De l’autre côté du Maghreb, les relations entre les services de renseignement français et marocains sont bonnes, la qualité et la fiabilité de ces derniers sont un atout dans la lutte contre le terrorisme en France même et pour le maintien de la stabilité régionale. Mais le Maroc a moins besoin de la France depuis que les États-Unis et l’Espagne ont reconnu ses revendications sur le Sahara occidental. Le souhait de Paris de maintenir de bonnes relations avec Rabat et de renouer en même temps avec son rival algérien était peut-être ambitieux dans ce contexte. Le refus du royaume chérifien de récupérer ses ressortissants expulsés du territoire français, l’affaire Pégasus qui a vu le Maroc espionner un millier de dirigeants français dont Emmanuel Macron et le scandale de la corruption marocaine à Bruxelles ont naturellement laissé des traces. Au-delà des frictions conjoncturelles, l’attitude de Rabat ne signifie-t-elle pas simplement que, si la France y est toujours considérée comme un partenaire important, elle ne l’est plus comme une puissance incontournable ?
Quid de l’Algérie ?
Nous l’avons vu, l’Algérie est une bombe amorcée dont la France craint à juste titre les retombées si elle venait à éclater. Les autorités d’Alger en jouent d’ailleurs en pratiquant avec efficacité un chantage induit auprès de Paris.

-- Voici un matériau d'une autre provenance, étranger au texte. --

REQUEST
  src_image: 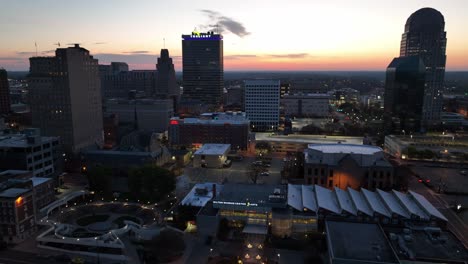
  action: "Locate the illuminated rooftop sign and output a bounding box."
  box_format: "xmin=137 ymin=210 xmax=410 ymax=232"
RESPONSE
xmin=182 ymin=31 xmax=223 ymax=40
xmin=213 ymin=201 xmax=258 ymax=206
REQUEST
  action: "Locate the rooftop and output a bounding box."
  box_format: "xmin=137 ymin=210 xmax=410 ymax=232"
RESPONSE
xmin=284 ymin=93 xmax=330 ymax=99
xmin=0 ymin=188 xmax=31 ymax=198
xmin=309 ymin=144 xmax=383 ymax=155
xmin=0 ymin=134 xmax=58 ymax=148
xmin=255 ymin=133 xmax=363 ymax=145
xmin=213 ymin=183 xmax=287 ymax=210
xmin=171 ymin=112 xmax=249 ymax=125
xmin=195 ymin=144 xmax=231 ymax=155
xmin=385 ymin=227 xmax=468 ymax=263
xmin=30 ymin=177 xmax=52 ymax=187
xmin=326 ymin=221 xmax=400 ymax=263
xmin=181 ymin=182 xmax=223 ymax=207
xmin=304 ymin=143 xmax=392 ymax=167
xmin=288 ymin=184 xmax=447 ymax=221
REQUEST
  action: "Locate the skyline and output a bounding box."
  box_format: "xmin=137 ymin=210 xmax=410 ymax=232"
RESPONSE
xmin=0 ymin=0 xmax=468 ymax=71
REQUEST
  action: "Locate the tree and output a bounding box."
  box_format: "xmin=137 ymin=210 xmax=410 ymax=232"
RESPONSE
xmin=128 ymin=165 xmax=175 ymax=201
xmin=87 ymin=165 xmax=112 ymax=194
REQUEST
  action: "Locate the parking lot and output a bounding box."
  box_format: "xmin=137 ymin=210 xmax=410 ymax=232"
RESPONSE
xmin=184 ymin=157 xmax=282 ymax=184
xmin=411 ymin=166 xmax=468 ymax=193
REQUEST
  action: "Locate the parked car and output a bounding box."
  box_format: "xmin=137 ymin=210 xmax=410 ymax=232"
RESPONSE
xmin=223 ymin=160 xmax=232 ymax=168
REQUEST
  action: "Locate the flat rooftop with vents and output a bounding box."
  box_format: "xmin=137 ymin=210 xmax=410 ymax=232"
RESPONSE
xmin=326 ymin=221 xmax=400 ymax=264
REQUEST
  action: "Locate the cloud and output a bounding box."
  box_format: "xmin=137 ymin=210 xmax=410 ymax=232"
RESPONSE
xmin=16 ymin=51 xmax=36 ymax=56
xmin=224 ymin=54 xmax=257 ymax=60
xmin=200 ymin=9 xmax=250 ymax=38
xmin=122 ymin=50 xmax=149 ymax=54
xmin=94 ymin=53 xmax=158 ymax=64
xmin=0 ymin=57 xmax=24 ymax=61
xmin=265 ymin=53 xmax=310 ymax=59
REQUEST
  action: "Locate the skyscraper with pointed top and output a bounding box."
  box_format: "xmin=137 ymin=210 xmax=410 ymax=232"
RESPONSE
xmin=156 ymin=49 xmax=180 ymax=99
xmin=182 ymin=31 xmax=224 ymax=105
xmin=400 ymin=8 xmax=447 ymax=126
xmin=0 ymin=69 xmax=10 ymax=117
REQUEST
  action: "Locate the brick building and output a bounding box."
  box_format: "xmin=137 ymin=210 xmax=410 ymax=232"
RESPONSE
xmin=304 ymin=144 xmax=395 ymax=190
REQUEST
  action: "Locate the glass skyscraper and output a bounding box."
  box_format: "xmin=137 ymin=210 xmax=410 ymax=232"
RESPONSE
xmin=182 ymin=32 xmax=224 ymax=105
xmin=400 ymin=8 xmax=447 ymax=125
xmin=384 ymin=56 xmax=426 ymax=133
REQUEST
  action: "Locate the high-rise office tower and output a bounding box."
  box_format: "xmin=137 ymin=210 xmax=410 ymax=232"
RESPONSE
xmin=384 ymin=56 xmax=426 ymax=134
xmin=182 ymin=32 xmax=224 ymax=105
xmin=29 ymin=44 xmax=103 ymax=153
xmin=0 ymin=69 xmax=11 ymax=117
xmin=400 ymin=8 xmax=447 ymax=125
xmin=156 ymin=49 xmax=180 ymax=113
xmin=244 ymin=80 xmax=280 ymax=131
xmin=156 ymin=49 xmax=180 ymax=99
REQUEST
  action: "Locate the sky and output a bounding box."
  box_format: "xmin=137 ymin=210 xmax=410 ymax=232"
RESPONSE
xmin=0 ymin=0 xmax=468 ymax=71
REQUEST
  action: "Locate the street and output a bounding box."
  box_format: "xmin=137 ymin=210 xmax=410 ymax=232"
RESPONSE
xmin=408 ymin=177 xmax=468 ymax=248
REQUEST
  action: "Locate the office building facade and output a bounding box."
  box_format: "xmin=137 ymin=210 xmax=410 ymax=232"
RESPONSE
xmin=104 ymin=99 xmax=174 ymax=132
xmin=0 ymin=129 xmax=62 ymax=177
xmin=29 ymin=44 xmax=103 ymax=153
xmin=244 ymin=80 xmax=280 ymax=131
xmin=281 ymin=94 xmax=330 ymax=117
xmin=168 ymin=113 xmax=249 ymax=150
xmin=182 ymin=32 xmax=224 ymax=105
xmin=400 ymin=8 xmax=447 ymax=125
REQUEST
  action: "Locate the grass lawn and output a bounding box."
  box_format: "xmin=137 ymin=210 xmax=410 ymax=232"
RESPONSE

Pour conclure, pouvez-vous nous dire quels sont les atouts tactiques et stratégiques dont la France bénéficie encore dans cette région du monde si importante pour notre avenir ?
Il faut d’abord rappeler en quoi l’Afrique est si importante pour nos intérêts fondamentaux. La légende du pillage néocolonial français en Afrique est à peu près aussi sérieuse que les leçons d’histoire de Maître Gims. Les pays de la zone Franc ne pèsent rien dans l’économie française et l’objectif français n’est plus une domination coûteuse et inutile mais, au contraire, de favoriser l’émergence de puissances régionales pour éviter le Grand Effondrement du continent.
Avec une démographie hors de contrôle, des Etats faillis et des élites corrompues, l’Afrique sub-saharienne concentrait un quart des très pauvres du globe en 1990. Le chiffre est monté à 60% aujourd’hui et les projections sont de 90 % pour 2030. Pour commencer à résorber la pauvreté, la Banque Mondiale estime qu’il lui faudrait une croissance de 9 % au moins pendant une décennie. Elle devrait être de 3% à peine en 2023.
La France est probablement la puissance extérieure la plus à même d’aider les Africains à surmonter les immenses défis qui les attendent. Sa connaissance inégalée de la région et de ses problématiques (à condition de daigner en faire usage et de ne pas livrer sa politique africaine aux inspirations contradictoires du moment) ; l’existence de diasporas françaises en Afrique et africaines en France ; la proximité linguistique avec de nombreux États et le maintien d’une présence militaire, même allégée, constituent autant d’atouts pour tenter d’empêcher un naufrage dont l’Europe subirait les conséquences de plein fouet.